Famille, ma douleur
Cette fable empreinte de fantaisie aborde avec humour la question de l’inné et de l’acquis
Quel facteur, dès la naissance, influencera davantage la personne que l’on deviendra? L’inné, ou l’acquis? Dans Birthmarked, ou les trois petits cobayes d’Emanuel Hoss-Desmarais, un couple de scientifiques décide d’aller très loin pour prouver que le bagage génétique n’est pas une fatalité et qu’à terme, on peut aspirer à être qui l’on veut.
Catherine (Toni Collette) et Ben (Matthew Goode) sont tous deux des rejetons de scientifiques célèbres. Leur idée consiste à élever Luke, leur enfant à naître, comme un artiste, donc à l’opposé de ses prédispositions familiale. Afin de disposer d’un échantillonnage plus étoffé, Catherine et Ben adoptent en même temps Maya et Maurice, issus, pour elle, d’un clan peu avantagé côté méninges, et pour lui, d’une lignée d’êtres violents. Or, c’est le dessein de leurs parents adoptifs, Maya deviendra une scientifique et Maurice, un pacifiste.
Pour financer ce qui se veut l’expérience d’une vie, ou plutôt de trois : Gertz (Michael Smiley), un mécène peu recommandable, détail qui a d’office échappé à Catherine et Ben, trop heureux d’aller s’installer dans une maison isolée avec leur progéniture qu’ils entendent chérir, expérimentation ou pas. En disant cela, Catherine ne semble d’ailleurs pas se rendre compte qu’elle formule une hypothèse, c’est-à-dire qu’avant l’hérédité et le milieu, c’est l’amour qui prime.
Évidemment, Catherine et Ben sont tous les deux, inconsciemment, en réaction par rapport à leurs propres héritages familiaux.
Évidemment, encore, ce n’est qu’une question de temps avant que leur marmaille se révolte.

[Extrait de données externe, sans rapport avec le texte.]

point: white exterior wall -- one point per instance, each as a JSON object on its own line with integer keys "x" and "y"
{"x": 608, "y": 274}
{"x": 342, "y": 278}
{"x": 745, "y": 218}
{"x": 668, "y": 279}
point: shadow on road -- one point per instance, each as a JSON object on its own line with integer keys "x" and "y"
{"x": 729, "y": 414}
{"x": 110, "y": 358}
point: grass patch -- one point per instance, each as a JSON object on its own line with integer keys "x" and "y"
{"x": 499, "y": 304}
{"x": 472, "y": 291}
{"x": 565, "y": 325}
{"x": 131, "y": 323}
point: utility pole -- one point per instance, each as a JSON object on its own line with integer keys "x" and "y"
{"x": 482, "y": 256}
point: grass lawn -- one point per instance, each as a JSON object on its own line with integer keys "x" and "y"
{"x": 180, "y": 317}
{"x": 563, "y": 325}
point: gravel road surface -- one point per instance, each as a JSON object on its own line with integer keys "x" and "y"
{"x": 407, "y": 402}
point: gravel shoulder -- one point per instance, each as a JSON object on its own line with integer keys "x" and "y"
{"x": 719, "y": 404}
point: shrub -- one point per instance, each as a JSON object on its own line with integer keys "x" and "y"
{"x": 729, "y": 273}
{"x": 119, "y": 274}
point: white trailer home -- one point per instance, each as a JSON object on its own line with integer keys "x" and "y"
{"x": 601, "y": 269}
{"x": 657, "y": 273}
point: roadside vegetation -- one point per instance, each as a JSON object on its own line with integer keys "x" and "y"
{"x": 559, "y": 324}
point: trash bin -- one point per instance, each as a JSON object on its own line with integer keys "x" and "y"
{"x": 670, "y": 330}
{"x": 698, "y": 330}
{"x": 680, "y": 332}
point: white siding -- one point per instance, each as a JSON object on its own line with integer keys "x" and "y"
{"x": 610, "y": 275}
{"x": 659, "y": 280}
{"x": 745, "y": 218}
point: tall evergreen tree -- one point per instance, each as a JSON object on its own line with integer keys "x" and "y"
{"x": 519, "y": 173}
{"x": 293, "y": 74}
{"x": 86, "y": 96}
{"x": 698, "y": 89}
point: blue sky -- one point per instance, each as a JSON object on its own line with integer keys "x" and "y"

Coécrit par Marc Tulin et Emanuel Hoss-Desmarais (Whitewash), qui l’a réalisé avec force inventivité, Birth- marked, ou les trois petits cobayes évolue dans un univers un brin décalé. Campé durant l’hiver 1989 (et filmé au Québec), le film multiplie les apartés excentriques, tels les batifolages de papa-maman. À cet égard, on sent tour à tour les influences du John Irving de Hotel New Hampshire et du Wes Anderson de La famille Tenenbaum.
Distance émotionnelle
Le ton de «fantaisie réaliste» est bien maintenu, notamment grâce au personnage de Samsonov (Andreas Apergis), ancien champion olympique russe devenu improbable nounou. Les enfants acteurs (Jordan Poole, Megan O’Kelly, Anton Gillis-Adelman) sont qui plus est charmants et, aspect primordial, Goode et Collette se fondent avec aisance dans ce monde construit.
La seconde, en particulier, est comme à son habitude excellente et apporte une dimension viscérale à l’ensemble.
Ensemble qui, hélas, ne convainc que par intermittence. Plombé par un rythme capricieux, le scénario pointe vers une apothéose dramatique, une inéluctable confrontation… Puis le moment passe, tiède. Pourtant, voilà un film où un enchaînement de mauvaises décisions parentales se révèle relativement bénin puisque, tout du long, un amour sincère a prévalu — la thèse du film.
Et justement, en dépit de ce constat qu’il dresse, Birthmarked maintient une distance émotionnelle, comme incapable d’embrasser la composante sentimentale de son ADN.
Comme si le cinéaste était en réaction par rapport à son propre film.
Birthmarked, les trois petits cobayes (V.O. s.-t.f. de Birthmarked)
★★★
Comédie fantaisiste d’Emanuel HossDesmarais. Avec Toni Collette, Matthew Goode, Fionnula Flanagan, Michael Smiley, Suzanne Clément, Andreas Apergis. Québec–Irlande, 2017, 90 minutes.